The record actually was not produced this year, but the year after I graduated from CalArts. While I was there I made my first record, An Intolerant Disdain of Underlings, but because I was in school it took me four years to complete. During my senior year, a lot of the technical concepts and musical ideas I had been focusing on started to click. Once I graduated, it was like an explosion of creative energy. All the information I had been internalizing during my schooling was being re-formed and applied to my tastes by my subconscious.

I felt like I was just plucking ideas from a box. All I really had to do was spend the time and the music wrote it’s self. I spent about 9 months on Courtship Dances, but during that time I made much more music than what is on the final product. This allowed me to refine and polish the record until it was exactly how I wanted it. It feels amazing to have a collection of work that I can unwaveringly stand behind.
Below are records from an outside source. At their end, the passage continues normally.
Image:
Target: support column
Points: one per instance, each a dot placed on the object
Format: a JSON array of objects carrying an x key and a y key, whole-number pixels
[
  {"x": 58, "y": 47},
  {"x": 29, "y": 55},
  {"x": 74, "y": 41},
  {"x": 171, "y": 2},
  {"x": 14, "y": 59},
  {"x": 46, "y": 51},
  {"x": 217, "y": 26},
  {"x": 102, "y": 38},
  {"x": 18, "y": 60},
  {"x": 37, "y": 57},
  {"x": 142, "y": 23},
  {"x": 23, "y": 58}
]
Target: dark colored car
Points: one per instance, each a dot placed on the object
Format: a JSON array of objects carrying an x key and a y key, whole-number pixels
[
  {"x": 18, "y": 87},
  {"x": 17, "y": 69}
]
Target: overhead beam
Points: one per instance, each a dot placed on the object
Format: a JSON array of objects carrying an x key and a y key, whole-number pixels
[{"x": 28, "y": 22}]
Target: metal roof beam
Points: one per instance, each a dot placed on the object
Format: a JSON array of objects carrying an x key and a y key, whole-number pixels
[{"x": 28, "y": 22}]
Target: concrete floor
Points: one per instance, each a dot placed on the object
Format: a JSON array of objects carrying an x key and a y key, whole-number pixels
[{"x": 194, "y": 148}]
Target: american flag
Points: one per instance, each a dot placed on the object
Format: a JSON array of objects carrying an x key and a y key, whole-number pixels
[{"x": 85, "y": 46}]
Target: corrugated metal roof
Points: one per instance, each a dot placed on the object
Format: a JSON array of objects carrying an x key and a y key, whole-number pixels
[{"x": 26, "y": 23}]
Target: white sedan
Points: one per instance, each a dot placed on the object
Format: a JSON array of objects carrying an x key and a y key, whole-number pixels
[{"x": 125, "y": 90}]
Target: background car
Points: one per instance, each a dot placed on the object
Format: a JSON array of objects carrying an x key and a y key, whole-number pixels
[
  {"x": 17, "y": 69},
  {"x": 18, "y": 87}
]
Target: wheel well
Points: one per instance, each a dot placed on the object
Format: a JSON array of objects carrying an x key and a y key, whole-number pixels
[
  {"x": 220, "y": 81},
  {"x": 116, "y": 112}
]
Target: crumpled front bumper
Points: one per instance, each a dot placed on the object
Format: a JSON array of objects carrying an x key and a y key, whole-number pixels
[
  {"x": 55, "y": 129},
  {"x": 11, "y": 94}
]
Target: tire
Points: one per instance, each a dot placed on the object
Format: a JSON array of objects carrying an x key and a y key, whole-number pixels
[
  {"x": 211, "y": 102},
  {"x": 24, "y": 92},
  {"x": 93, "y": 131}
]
Since then I’ve mostly been focusing on all the work that it takes to get a record out and creating the album art.

Thump recently called you mysterious. Are you mysterious? You don’t seem mysterious. What are your thoughts on mystery?
Haha. Yeah. I saw that. I don’t think I’m very mysterious either. I’m a pretty loud and in your face type of guy. I can be pretty confusing at times though. The technical work I do might seem mysterious to people who haven’t had experience with that type of stuff. I guess the mystery might be more about my music than me. I try to focus my music on my sound and textures and not on musical genres or styles. I want my voice to be heard through any style or idea that I work with. This can make it hard to put a genre label on it. I want my music to cover the spectrum, from pop to electro-acoustic music and everything in between. Exploring as much musical territory as I can is how I continue challenging myself to sound like me. Sometimes it’s harder than others. I’ll finish my string-band/Americana record some day.

I do strive to make mysterious or magical sonic moments in my tracks. Creating sounds that have so much depth and intricacy that they seem other worldly or surreal. Their are still moments on my favorite records that I’ve heard a million times that can make my hairs stand on end. These are the type of visceral and psychedelic moments that I want to create.